Monday 4 July 2011

Advice to PhD students #3: deadlines and time management

My third piece of advice: set your own deadlines, make sure you meet them, and manage your time.

When you embark upon a PhD, especially if you're doing one earlier rather than later in life, you may feel that the process is extremely open-ended compared to what you've previously encountered. In fact, depending on how demanding your supervisor is, you may even feel like you're not being told what to do at all. During your undergraduate and masters degrees, and in the workplace, you would have mostly been used to other people telling you when something has to be completed by, whether that involves handing in a piece of coursework or getting something shipped to a customer. The PhD process is very different.

At the most abstract level, the PhD process looks something like this if you're in the UK:

  1. Start PhD.
  2. Some amount of time passes between 2-n years.
  3. Hand in thesis.
Some informal discussion with people who have succeeded say that the process goes something like this instead (in an ideal world):

  1. Start PhD.
  2. Spend time reviewing the literature in your area of interest to see what has been done, and more importantly, what hasn't been done. Produce literature review chapter. (1 year)
  3. Decide on what your project will be, start planning out ideas, get them verified by supervisor, start initial experiments and data collection. (1 year)
  4. Finish experimenting, coding or theorising and start getting some results together. (1 year)
  5. Write up the thesis. (1 year)
  6. Hand in thesis.
My experience was a little different to this. Firstly, my literature review period took a lot less than 1 year, but this was mostly because I joined a project where there was a very clear portion of work to be done, so I didn't spend ages finding a niche in the market. Also, I wrote everything up as I went along (more on that in a later post) so that final "write up thesis" stage was more like "copy and paste a whole load of things together".

Still, deadlines 1 year apart are not that easy to get motivated about. You need to set yourself deadlines that are short-term enough so that you get fired up to meet them, but also have just enough work so that 1) you don't get bored and 2) you don't burn out quickly. It's a marathon rather than a sprint, after all.
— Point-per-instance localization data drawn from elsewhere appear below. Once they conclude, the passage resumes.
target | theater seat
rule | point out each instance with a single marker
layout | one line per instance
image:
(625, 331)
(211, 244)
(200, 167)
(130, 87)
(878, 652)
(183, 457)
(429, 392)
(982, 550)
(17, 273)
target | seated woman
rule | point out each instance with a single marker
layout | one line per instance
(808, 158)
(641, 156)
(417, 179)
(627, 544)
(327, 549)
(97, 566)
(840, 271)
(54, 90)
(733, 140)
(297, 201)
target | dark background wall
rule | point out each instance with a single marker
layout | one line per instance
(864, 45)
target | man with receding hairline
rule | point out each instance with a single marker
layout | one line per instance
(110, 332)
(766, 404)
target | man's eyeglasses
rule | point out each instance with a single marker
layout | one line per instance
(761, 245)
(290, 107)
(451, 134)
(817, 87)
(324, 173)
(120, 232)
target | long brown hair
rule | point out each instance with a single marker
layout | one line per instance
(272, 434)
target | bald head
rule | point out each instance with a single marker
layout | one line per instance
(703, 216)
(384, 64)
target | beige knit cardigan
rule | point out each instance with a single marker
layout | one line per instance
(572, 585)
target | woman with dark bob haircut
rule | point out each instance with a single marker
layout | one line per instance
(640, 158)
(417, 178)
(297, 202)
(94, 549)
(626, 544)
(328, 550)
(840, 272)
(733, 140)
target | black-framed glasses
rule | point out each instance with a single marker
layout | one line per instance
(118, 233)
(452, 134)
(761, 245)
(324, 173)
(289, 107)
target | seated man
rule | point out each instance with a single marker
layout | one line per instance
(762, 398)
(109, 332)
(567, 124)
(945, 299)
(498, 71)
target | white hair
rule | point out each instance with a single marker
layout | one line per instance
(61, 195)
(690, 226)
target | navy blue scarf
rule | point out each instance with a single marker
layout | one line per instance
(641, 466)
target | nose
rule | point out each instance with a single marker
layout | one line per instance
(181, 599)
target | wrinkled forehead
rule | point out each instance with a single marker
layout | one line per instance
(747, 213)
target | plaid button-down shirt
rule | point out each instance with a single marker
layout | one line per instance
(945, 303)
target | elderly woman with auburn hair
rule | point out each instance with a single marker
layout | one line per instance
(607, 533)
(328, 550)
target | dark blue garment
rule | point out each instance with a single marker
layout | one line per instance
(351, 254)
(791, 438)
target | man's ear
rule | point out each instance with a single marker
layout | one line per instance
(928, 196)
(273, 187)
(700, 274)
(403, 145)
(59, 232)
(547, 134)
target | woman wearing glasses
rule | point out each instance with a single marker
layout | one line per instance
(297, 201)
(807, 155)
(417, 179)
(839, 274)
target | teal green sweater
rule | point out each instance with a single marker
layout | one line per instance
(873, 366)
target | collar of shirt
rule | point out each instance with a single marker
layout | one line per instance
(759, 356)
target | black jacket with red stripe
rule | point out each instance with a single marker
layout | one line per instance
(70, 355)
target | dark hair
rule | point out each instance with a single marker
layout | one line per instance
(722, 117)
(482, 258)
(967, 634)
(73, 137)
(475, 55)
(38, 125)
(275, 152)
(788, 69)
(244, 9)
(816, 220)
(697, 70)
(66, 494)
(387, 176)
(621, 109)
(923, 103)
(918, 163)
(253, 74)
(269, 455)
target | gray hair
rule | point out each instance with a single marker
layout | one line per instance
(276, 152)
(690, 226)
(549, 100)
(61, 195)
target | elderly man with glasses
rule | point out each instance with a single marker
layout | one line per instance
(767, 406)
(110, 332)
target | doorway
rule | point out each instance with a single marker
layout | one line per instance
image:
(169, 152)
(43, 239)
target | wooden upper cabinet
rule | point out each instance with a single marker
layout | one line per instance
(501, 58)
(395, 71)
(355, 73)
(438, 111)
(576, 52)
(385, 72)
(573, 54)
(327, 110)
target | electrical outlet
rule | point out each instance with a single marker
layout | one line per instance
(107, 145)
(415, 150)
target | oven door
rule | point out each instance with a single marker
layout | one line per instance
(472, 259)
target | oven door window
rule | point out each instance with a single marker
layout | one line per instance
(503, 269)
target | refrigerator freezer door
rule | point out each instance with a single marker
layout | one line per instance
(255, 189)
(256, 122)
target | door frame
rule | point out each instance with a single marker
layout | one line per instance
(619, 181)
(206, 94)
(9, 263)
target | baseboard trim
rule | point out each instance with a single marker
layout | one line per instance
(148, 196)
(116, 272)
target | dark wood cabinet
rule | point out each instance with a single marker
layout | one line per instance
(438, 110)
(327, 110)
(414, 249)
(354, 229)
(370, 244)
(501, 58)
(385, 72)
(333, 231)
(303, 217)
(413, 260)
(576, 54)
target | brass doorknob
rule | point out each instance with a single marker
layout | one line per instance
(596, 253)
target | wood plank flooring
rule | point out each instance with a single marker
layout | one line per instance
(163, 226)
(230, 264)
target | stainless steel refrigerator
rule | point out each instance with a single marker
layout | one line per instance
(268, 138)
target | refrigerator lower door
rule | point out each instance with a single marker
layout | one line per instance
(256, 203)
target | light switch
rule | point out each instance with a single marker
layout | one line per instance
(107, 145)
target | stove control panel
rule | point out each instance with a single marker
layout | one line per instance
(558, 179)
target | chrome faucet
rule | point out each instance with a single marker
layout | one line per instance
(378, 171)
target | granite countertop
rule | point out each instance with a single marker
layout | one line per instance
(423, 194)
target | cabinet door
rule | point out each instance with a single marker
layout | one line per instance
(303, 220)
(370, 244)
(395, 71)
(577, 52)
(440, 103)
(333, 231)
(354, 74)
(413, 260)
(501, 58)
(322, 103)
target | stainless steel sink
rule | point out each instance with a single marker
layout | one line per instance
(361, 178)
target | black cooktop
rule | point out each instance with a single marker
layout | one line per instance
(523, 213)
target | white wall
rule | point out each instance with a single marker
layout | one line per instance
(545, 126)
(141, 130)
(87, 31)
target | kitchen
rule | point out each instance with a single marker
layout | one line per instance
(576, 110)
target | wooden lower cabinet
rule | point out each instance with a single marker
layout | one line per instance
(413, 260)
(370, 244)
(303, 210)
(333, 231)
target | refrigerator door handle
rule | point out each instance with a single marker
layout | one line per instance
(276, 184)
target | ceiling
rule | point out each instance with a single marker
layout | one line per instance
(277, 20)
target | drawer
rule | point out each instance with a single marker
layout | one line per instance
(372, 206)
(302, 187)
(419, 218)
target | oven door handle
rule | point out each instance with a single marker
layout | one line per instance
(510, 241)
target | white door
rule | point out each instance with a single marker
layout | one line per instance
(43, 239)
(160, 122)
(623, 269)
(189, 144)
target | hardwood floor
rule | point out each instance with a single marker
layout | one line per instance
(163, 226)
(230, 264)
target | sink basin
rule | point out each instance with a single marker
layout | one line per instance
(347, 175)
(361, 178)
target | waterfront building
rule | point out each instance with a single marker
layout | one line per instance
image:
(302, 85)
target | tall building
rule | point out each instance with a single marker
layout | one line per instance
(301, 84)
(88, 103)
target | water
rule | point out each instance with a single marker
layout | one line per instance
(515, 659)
I found it best to work in weekly deadlines that ended the day before I met with my supervisor for our progress meeting. This way I was motivated to have something good to show which I could receive some praise for, and then the feedback from the meeting could drive next week's deadlines.

For example, in your first year when you start out, you might want to set yourself 3-5 papers to read a week, and your goal is to write a 500 word summary of each one, of which you talk through with your supervisor. You could continue this until you start to see where there is a gap in the market in which your own research could be done. This deadline is also nice because it's easy to chunk that work into daily portions as well, such as one paper and 500 word segment a day. If you're in your second year and deep into programming, then it might be worthwhile to dedicate four days a week to coding and debugging, and one day a week for writing up what you've been doing.

The most important thing is making your deadlines matter. I touched upon one way of doing this in the previous post, and that is using your supervisor. At every meeting you have, give your supervisor the list of deadlines that you want to have completed by next time, and ask them to hold you to these. Then, you're letting them down as well as yourself if you don't get them done. I used to print all of mine out once a week and stick them on the wall above my desk. This way everyone else in the lab could see them as well as myself, and it was also very satisfying scribbling things out in red pen when I'd got one of them done. Another great way of making deadlines matter is finding out when the relevant conferences and workshops are in your field, and then planning your work around these, trying your best to get something done and written up for submission. Even if papers get rejected, you'll get great feedback from the research leaders in your area of which you can then incorporate into your own work. I'll talk about this more next time.

Research is irritating in that you often have a lot of different things going on at once: programming to do, bugs to fix, papers to write, papers to read and so on. I experimented with lots of different ways of keeping a todo list, and the one I found the most successful was the one that Randy Pausch talked about, which is from Steven R Covey's 7 Habits of Highly Effective People.


The entire video is long and touches on many other things, but it's well worth watching. If you don't have time to watch it (but you should watch it), then you organise the things you have on your todo list into four sections. This is what Randy talks about at 20:54.
  1. Important things due soon.
  2. Important things not due soon.
  3. Unimportant things due soon.
  4. Unimportant things not due soon.
At a given time, you keep working on 1) the important things due soon. Now, the key point is this: once you've finished with 1), where do you go? A lot of people say that the next thing to work on is the unimportant things due soon. However, that's wrong. Once you've done all of your important things due soon, you do the important things not due soon. Hopefully, all of the unimportant things just get ignored, and just drop off into the bottomless pit where they don't bother you ever again. You buy back time by spending less time doing unimportant things, and more time doing the important things sooner. This works for me really well.

What are you going to achieve this year in your PhD? What do you need to do each quarter to get this done? What does this quarter need done each month? Each week? Each day? Break up your tasks, get them written down in order of importance, tell other people about them, make yourself accountable and then get stuff done. Have fun crossing off the things that aren't important as time goes on. It's a great feeling. 

How are you managing your time right now?